The float and float4 types in CUDA

How is a float and float4 physically stored in CUDA?

And could a cudaMemcpyAsync change the input value of a float or float4?

I ask because my code uses lots of cudaMemcpyAsync to transfer float and float4 between devices. But after 900 iterations a 4-device run produces a difference of 2 in the 10th dp to the same variable from the 1-device run. There is no transfer required to calculate this variable in the 1-device run, but in the 4-device run there is a need for each device to transfer a float produced by a cub::DeviceReduce::Max or cub::DeviceReduce::Sum.

Should I be concerned about this considering I am using float and the difference is in the 10th dp?

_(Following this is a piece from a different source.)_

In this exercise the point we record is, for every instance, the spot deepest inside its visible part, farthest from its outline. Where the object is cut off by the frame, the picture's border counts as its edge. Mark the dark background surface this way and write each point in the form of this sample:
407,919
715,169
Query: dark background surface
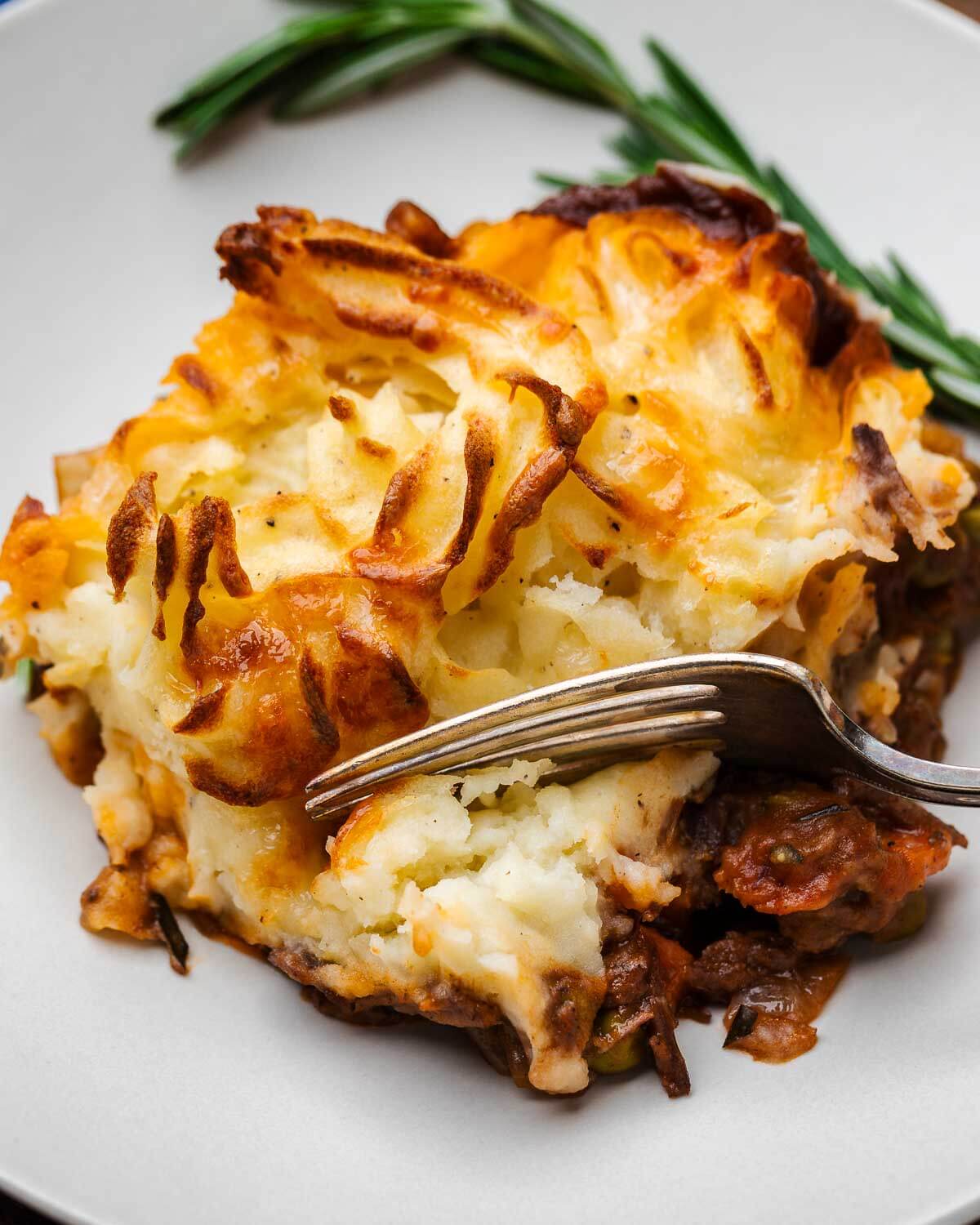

All platforms supported by CUDA use little-endian byte ordering and use IEEE-754 (2008) floating-point types, with ‘float’ mapped to IEEE-754 ‘binary32’.

CUDA API copy operations copy data, they don’t modify it.

You can see from the header files that float4 is simply a struct of four ‘float’ components named ‘x’, ‘y’, ‘z’, and ‘w’ (to which a 128-bit alignment restriction is applied), where ‘x’ is the least significant component and ‘w’ the most significant one.

The description of the code is insufficient to determine if anything goes wrong with it, and if so, where. The code may have bugs, e.g. invoking undefined behavior, or it may contain non-deterministic code paths, such as atomics operating on floating-point data (as opposed to mathematics, floating-point operations are not associative).

You might want to check the device code with cuda-memcheck, and the host code with valgrind.

‘float’ provides an accuracy of almost seven decimal digits. If you need higher accuracy, consider using the ‘double’ type, which provides accuracy of about 16 decimal digits.